Intermolecular forces (IMFs) are weak electrostatic attractions between molecules. They are not chemical bonds – they are broken during changes of state, not during chemical reactions.
| IMF Type | Cause | Strength | Present In |
|---|---|---|---|
| London Dispersion Forces (LDF) | Temporary, instantaneous dipoles from random electron fluctuations → induced dipoles in neighbours | Weakest (but increases with molar mass/electron count) | All molecules – polar and non-polar |
| Dipole-Dipole | Permanent dipoles attract each other (δ⁺ → δ⁻) | Moderate | Polar molecules only (e.g. HCl) |
| Hydrogen Bonding | H bonded to F, O, or N creates an extremely polar bond; the lone pair on F/O/N of another molecule attracts the δ⁺ H | Strongest IMF | H–F, H–O, H–N systems (e.g. H₂O, NH₃, HF) |
🔑 Why Water Has Anomalous Properties
Water's unusually high boiling point, high specific heat capacity, and ice's lower density than liquid water are all due to extensive hydrogen bonding between H₂O molecules. Each water molecule can form up to 4 hydrogen bonds (2 donor H atoms + 2 lone pairs on O).
⚠️ Examiner Trap – Naming IMFs
1. London forces exist in ALL substances – even polar ones. Don't say "non-polar
molecules only have London forces" and forget that polar molecules also have them.

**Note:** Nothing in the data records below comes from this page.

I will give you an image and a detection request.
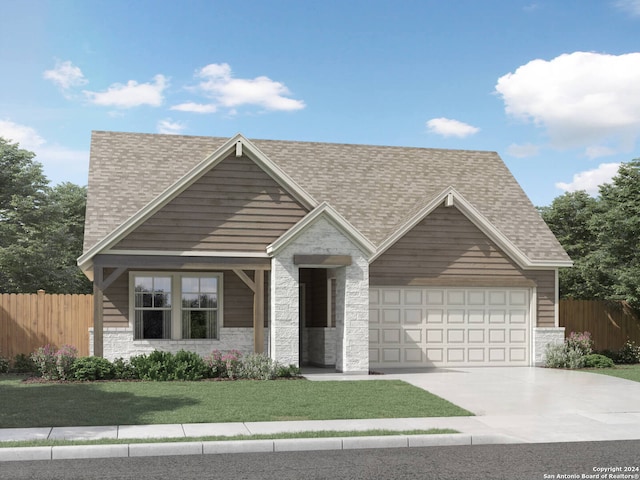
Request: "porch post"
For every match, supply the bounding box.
[93,265,104,357]
[253,270,264,353]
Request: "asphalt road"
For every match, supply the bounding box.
[0,440,640,480]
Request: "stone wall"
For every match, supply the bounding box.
[89,327,269,360]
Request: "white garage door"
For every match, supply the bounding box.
[369,287,531,368]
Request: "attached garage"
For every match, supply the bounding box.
[369,287,532,368]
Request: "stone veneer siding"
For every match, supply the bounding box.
[533,327,564,367]
[89,327,269,360]
[270,216,369,373]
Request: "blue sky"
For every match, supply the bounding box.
[0,0,640,205]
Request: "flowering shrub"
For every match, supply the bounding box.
[204,350,242,380]
[0,355,9,373]
[31,345,78,380]
[565,332,593,355]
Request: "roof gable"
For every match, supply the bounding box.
[81,132,569,266]
[78,134,317,269]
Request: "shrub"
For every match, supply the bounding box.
[170,350,209,381]
[583,353,615,368]
[11,353,38,373]
[276,364,300,378]
[614,340,640,365]
[204,350,242,379]
[113,357,137,380]
[31,345,78,380]
[72,357,115,381]
[237,353,278,380]
[565,332,593,355]
[129,350,209,382]
[0,355,10,373]
[545,342,585,369]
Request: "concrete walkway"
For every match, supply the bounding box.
[0,367,640,461]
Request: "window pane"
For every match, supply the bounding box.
[182,310,217,338]
[136,310,171,339]
[200,277,218,293]
[200,294,218,308]
[182,277,199,293]
[182,293,200,308]
[134,277,153,292]
[154,293,171,308]
[153,277,171,293]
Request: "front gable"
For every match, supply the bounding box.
[78,134,317,275]
[111,153,308,253]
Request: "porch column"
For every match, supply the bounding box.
[269,255,300,366]
[335,259,369,375]
[253,270,264,353]
[93,266,104,357]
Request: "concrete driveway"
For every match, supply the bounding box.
[305,367,640,442]
[383,367,640,442]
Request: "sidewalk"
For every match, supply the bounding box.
[0,413,640,462]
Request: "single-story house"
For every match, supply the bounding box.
[78,131,571,373]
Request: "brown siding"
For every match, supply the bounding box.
[369,206,555,327]
[114,157,307,251]
[103,270,255,328]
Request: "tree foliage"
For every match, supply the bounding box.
[0,138,91,293]
[540,159,640,310]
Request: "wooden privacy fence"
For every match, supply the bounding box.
[0,290,93,358]
[559,300,640,350]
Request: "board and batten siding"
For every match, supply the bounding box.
[369,206,555,327]
[113,156,307,252]
[103,270,256,328]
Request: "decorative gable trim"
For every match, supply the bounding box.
[267,202,376,258]
[370,187,573,269]
[78,134,318,272]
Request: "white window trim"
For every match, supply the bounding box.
[128,270,224,342]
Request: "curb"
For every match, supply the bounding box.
[0,433,521,462]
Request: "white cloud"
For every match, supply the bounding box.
[0,120,89,185]
[0,120,45,151]
[84,75,168,108]
[42,60,89,90]
[507,143,540,158]
[615,0,640,17]
[157,118,187,135]
[190,63,306,111]
[171,102,218,113]
[496,52,640,153]
[427,117,480,138]
[556,163,620,195]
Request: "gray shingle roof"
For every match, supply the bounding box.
[84,132,568,262]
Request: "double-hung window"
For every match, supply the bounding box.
[130,272,222,340]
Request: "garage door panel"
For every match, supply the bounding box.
[369,287,531,367]
[447,328,465,343]
[404,328,424,344]
[382,328,400,344]
[403,308,424,323]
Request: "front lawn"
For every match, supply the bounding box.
[585,364,640,382]
[0,376,473,428]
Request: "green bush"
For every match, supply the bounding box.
[0,355,10,373]
[72,357,115,381]
[583,353,615,368]
[237,353,278,380]
[11,353,38,373]
[545,343,585,369]
[129,350,209,382]
[276,364,300,378]
[614,340,640,365]
[31,345,78,380]
[113,357,137,380]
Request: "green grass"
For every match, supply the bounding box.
[0,376,473,428]
[585,364,640,382]
[0,428,460,448]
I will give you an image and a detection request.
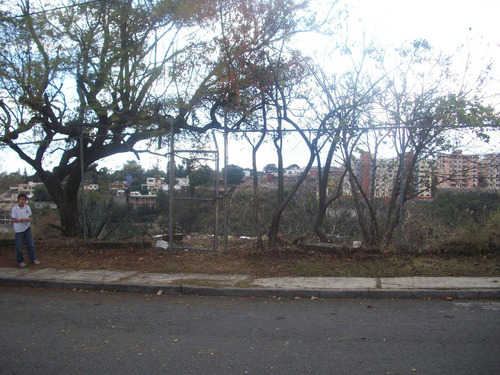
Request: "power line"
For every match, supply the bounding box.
[7,0,102,18]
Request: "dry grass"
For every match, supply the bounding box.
[0,239,500,277]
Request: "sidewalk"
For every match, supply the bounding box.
[0,266,500,299]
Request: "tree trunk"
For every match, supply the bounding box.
[39,167,81,237]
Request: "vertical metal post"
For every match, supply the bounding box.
[80,136,87,240]
[168,125,175,252]
[398,128,406,255]
[223,106,229,254]
[212,131,219,255]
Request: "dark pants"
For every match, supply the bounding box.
[16,227,36,264]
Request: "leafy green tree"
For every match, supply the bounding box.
[222,164,245,186]
[264,164,278,173]
[0,0,218,236]
[189,165,215,186]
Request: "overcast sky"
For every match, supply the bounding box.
[0,0,500,173]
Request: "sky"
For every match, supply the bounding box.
[0,0,500,173]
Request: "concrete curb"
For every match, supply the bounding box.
[0,277,500,299]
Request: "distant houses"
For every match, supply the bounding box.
[0,151,500,207]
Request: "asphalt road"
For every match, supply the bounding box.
[0,287,500,374]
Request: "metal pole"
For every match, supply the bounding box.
[80,136,87,241]
[212,131,219,254]
[223,106,229,254]
[168,125,175,252]
[398,129,406,255]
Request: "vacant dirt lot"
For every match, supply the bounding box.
[0,238,500,277]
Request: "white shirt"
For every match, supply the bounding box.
[10,204,31,233]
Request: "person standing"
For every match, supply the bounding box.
[11,193,40,267]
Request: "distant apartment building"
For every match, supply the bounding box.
[436,151,479,189]
[344,152,435,198]
[479,154,500,190]
[128,191,156,208]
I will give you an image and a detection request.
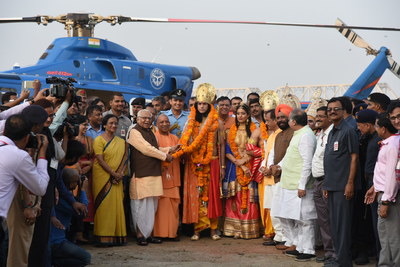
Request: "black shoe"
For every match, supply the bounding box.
[315,256,333,263]
[147,239,162,244]
[295,253,315,261]
[136,237,149,246]
[263,240,278,246]
[354,256,369,265]
[285,250,300,257]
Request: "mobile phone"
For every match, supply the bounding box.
[22,81,34,89]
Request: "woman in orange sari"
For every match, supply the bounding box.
[93,114,127,246]
[223,104,262,239]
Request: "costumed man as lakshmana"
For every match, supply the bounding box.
[173,83,225,241]
[223,104,266,239]
[153,114,181,239]
[127,109,176,246]
[272,109,317,261]
[258,90,282,244]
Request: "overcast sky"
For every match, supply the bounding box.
[0,0,400,98]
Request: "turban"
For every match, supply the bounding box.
[275,104,293,117]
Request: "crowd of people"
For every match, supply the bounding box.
[0,81,400,267]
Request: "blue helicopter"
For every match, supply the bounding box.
[0,13,201,103]
[0,13,400,103]
[336,19,400,99]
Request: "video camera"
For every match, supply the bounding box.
[25,132,43,149]
[46,77,81,103]
[53,115,87,140]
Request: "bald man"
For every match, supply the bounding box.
[153,114,181,240]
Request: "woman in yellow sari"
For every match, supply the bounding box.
[93,114,127,246]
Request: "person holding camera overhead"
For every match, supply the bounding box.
[0,114,50,266]
[7,105,48,266]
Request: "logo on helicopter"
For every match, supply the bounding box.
[150,68,165,89]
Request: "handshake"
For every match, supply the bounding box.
[260,165,282,177]
[165,144,182,162]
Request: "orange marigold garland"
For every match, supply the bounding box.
[260,122,269,158]
[228,123,257,211]
[172,105,218,202]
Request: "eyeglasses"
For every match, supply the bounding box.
[138,116,151,120]
[389,114,400,121]
[326,107,343,112]
[315,115,328,119]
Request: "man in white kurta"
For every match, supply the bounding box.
[128,110,172,246]
[272,109,317,261]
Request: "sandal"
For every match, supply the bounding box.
[233,233,241,239]
[211,234,221,241]
[190,233,200,241]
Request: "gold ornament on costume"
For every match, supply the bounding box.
[196,83,217,105]
[305,88,328,118]
[260,90,279,110]
[280,85,301,109]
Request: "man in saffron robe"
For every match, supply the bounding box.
[272,109,317,261]
[178,83,225,241]
[153,114,181,239]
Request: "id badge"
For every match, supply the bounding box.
[333,141,339,151]
[50,158,58,170]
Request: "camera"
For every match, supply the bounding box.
[25,132,43,149]
[53,115,86,140]
[25,132,39,149]
[46,77,76,98]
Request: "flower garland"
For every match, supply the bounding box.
[260,122,269,158]
[172,105,219,202]
[228,122,257,213]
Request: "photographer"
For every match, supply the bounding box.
[0,114,49,266]
[28,99,87,266]
[0,115,49,218]
[7,105,48,266]
[0,89,48,135]
[50,168,91,266]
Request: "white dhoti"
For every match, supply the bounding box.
[273,188,317,254]
[131,197,158,238]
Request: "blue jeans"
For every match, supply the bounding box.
[51,240,91,266]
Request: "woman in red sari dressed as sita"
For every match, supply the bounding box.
[173,83,225,241]
[223,104,265,239]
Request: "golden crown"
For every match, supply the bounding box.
[196,83,216,104]
[260,90,280,110]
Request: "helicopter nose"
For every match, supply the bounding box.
[190,67,201,80]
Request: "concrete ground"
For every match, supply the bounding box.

2. Hydrogen bonding requires H bonded directly to F, O, or N – not just any
electronegative element. H–Cl does NOT show hydrogen bonding.
🔑 IB Terminology Note
The IB uses "van der Waals forces" as an umbrella term covering London (dispersion) forces, dipole-induced dipole, and dipole-dipole forces. Hydrogen bonding is not classified under van der Waals in the IB syllabus.